Bink braced a hand on the fireplace mantel and leaned into it. There should be a special place in hell for men who displaced orphans and widows. “He’s pushing her out? How can he do that?”

Bakeley shrugged. “He wants it his way. Why not marry her, Bink? She can live fashionably in London, and you can go your own way. Last we talked, you were looking into India. Or do you have another Mrs. Gibson in your sights?”

God’s blood, he’d forgot about mentioning India to Bakeley.

“Why not marry her? Whynot, Bakeley? I won’t marry for money, that’s why not.”

“Father did. I hear Hackwell did also. Or are you saying Hackwell loves his wife?”

Bink poured himself another finger of brandy. From what he knew, both Shaldon’s and Hackwell’s marriages were for moneyandlove, and both men had been damn lucky to find both.

“Oh. I know what it is. You thought you’d slipped once and for all out of the paternal noose. You don’t want to slip it back on.”

Bink laughed and downed his drink. “I’ll go and wash this road dust from me.”

“I’ll come along and play your valet.”

“I’ll still not marry.”

Bakeley clapped his shoulder. “Yes, yes. We’ll see.”

When Paulette arrivedat her room, she was relieved to find only Mabel there. The maid quickly pocketed the paper she was studying.

“Another political tract?” Paulette asked.

“Aye. At the inn where we stopped, I was given it. How is his Lordship?”

“He was conscious, and then when I tried to talk to him he was not. What are the servants saying?”

“He won’t last the night one says, and another whispers he’s too mean to die. Though that one I wouldn’t put stock in, a young bounder of a footman with a wandering eye. Handsome he is, but you’ll stay away from him, Polly.”

With Shaldon trying to marry her off to his by-blow, the footman would be the least of her troubles.

The maid poured some water into a basin. “Come and wash. The water will soothe you. I’ll ring for some supper, and we’ll get you into your nightclothes. Mrs. Everly has taken to her bed and with so many maids to cluck about her, we won’t see her complaining face for the next few days. Praise the Lord.”

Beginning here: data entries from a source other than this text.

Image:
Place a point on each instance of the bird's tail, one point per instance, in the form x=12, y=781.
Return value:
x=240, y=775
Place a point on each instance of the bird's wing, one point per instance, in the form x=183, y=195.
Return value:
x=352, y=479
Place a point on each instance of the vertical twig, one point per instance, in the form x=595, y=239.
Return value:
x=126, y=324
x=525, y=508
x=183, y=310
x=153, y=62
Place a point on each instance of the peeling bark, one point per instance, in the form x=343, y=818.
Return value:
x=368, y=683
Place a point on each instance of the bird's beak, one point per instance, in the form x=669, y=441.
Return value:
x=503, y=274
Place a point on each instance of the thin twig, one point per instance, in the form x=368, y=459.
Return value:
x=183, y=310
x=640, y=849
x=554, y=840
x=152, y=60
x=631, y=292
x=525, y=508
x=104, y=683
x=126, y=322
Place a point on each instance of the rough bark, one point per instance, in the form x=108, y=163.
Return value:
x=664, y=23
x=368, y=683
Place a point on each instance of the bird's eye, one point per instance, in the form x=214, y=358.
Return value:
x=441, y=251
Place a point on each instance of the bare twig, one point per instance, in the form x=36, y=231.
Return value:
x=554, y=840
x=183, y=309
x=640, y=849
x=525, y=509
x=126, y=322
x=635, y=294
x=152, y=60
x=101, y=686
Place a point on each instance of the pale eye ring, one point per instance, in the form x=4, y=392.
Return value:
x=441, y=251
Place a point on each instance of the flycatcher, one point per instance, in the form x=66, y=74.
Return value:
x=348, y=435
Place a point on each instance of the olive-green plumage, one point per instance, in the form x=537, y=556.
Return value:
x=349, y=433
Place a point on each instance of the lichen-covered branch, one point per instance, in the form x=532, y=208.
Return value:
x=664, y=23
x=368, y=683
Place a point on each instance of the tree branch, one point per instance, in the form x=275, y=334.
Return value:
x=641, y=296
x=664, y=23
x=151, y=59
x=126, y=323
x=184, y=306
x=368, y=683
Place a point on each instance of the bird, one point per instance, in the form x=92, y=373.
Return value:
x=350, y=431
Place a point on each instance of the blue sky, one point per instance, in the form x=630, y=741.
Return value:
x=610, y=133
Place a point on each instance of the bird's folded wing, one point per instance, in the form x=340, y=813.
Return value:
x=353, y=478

“Mabel,” Paulette chided. She should say more. Though Mabel had been her nurse since before she could remember, she shouldn’t tolerate disrespect of Mrs. Everly, who was after all yet another woman dependent on others for a home.

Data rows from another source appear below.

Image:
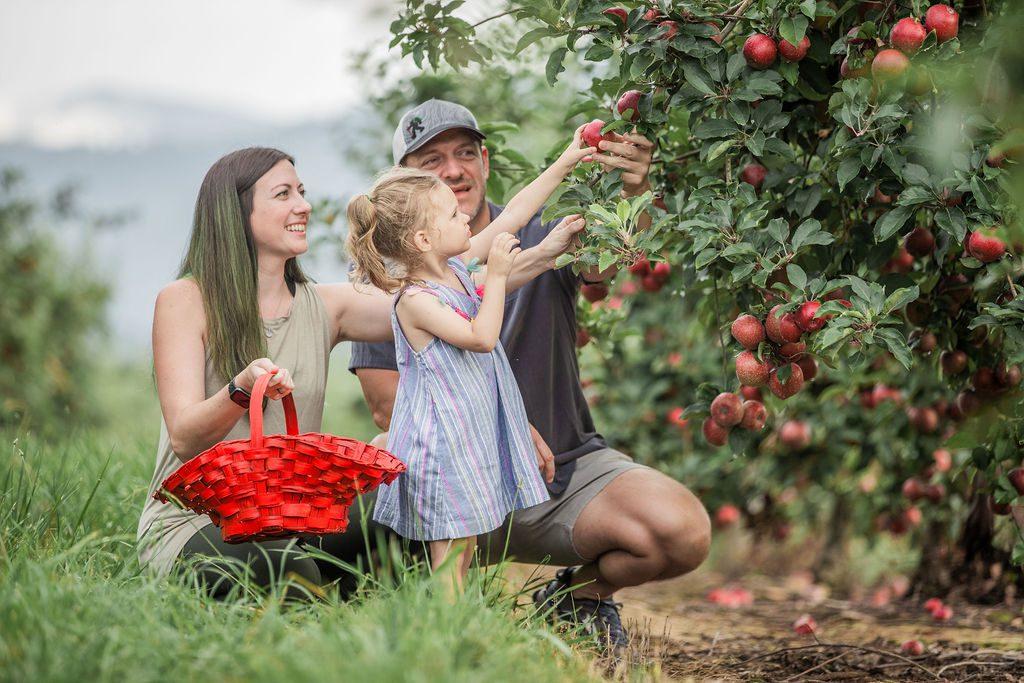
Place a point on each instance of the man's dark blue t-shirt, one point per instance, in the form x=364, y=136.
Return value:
x=539, y=335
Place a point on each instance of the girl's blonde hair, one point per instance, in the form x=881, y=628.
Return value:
x=382, y=222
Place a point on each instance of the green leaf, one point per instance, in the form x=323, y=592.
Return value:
x=719, y=148
x=698, y=79
x=793, y=29
x=779, y=230
x=554, y=66
x=848, y=170
x=797, y=275
x=900, y=298
x=598, y=52
x=531, y=37
x=705, y=258
x=890, y=223
x=806, y=229
x=715, y=128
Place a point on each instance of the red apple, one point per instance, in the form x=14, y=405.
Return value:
x=630, y=102
x=809, y=367
x=793, y=52
x=714, y=432
x=795, y=435
x=727, y=515
x=751, y=372
x=592, y=133
x=805, y=626
x=807, y=316
x=985, y=248
x=907, y=35
x=727, y=410
x=640, y=267
x=889, y=65
x=751, y=393
x=944, y=20
x=781, y=329
x=760, y=51
x=754, y=174
x=755, y=416
x=676, y=419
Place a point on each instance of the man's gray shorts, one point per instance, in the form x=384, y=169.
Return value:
x=544, y=532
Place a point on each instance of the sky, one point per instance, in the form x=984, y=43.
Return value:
x=280, y=61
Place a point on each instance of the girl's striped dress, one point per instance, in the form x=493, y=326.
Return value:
x=460, y=426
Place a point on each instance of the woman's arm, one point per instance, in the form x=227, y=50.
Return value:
x=357, y=312
x=528, y=201
x=194, y=422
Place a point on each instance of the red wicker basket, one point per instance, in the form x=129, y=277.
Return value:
x=282, y=484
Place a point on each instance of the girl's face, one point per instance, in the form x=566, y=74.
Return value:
x=451, y=225
x=281, y=212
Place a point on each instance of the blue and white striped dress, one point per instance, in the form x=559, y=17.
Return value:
x=460, y=426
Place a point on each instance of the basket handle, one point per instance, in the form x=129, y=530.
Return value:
x=256, y=411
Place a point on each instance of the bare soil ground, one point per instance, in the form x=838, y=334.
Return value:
x=678, y=634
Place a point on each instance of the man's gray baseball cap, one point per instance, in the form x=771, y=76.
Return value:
x=421, y=124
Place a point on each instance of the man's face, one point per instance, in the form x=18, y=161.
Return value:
x=458, y=159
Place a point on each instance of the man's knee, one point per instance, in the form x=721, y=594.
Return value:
x=681, y=530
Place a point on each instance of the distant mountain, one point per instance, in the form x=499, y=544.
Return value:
x=156, y=174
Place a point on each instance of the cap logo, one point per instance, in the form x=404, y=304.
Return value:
x=414, y=127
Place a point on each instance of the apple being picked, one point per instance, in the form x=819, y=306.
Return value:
x=592, y=133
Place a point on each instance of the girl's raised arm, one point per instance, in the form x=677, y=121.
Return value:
x=528, y=200
x=424, y=313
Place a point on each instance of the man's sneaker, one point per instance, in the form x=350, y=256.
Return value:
x=599, y=617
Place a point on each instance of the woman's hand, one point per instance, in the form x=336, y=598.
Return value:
x=503, y=252
x=281, y=384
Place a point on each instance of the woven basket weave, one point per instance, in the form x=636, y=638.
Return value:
x=282, y=484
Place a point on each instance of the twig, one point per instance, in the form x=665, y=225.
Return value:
x=721, y=341
x=846, y=646
x=743, y=6
x=815, y=667
x=496, y=16
x=967, y=663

She tucked her loose hair behind her ears, and dipped her fingers into the basin. “Can you not open a window, Mabel? It’s stuffy in here.”

Mabel’s skirts swished, and Paulette ducked her face closer to the water. A cool breeze whipped in, wrapping her in the scent of Cransdall’s lavender fields and easing her tension.

She glanced at the upholstered sofa and rubbed her eyes. Perhaps just a moment’s rest while Mabel readied her gown. “Mabel, help me out of this and bring me the new gown. I’m going back to the sick room.”

The smell, Bink decided, was all wrong.

He twitched on the hard-back chair pulled next to the bed, and watched the supposed valet, Kincaid, bend his big frame over the mattress to stuff another pillow under Shaldon’s head.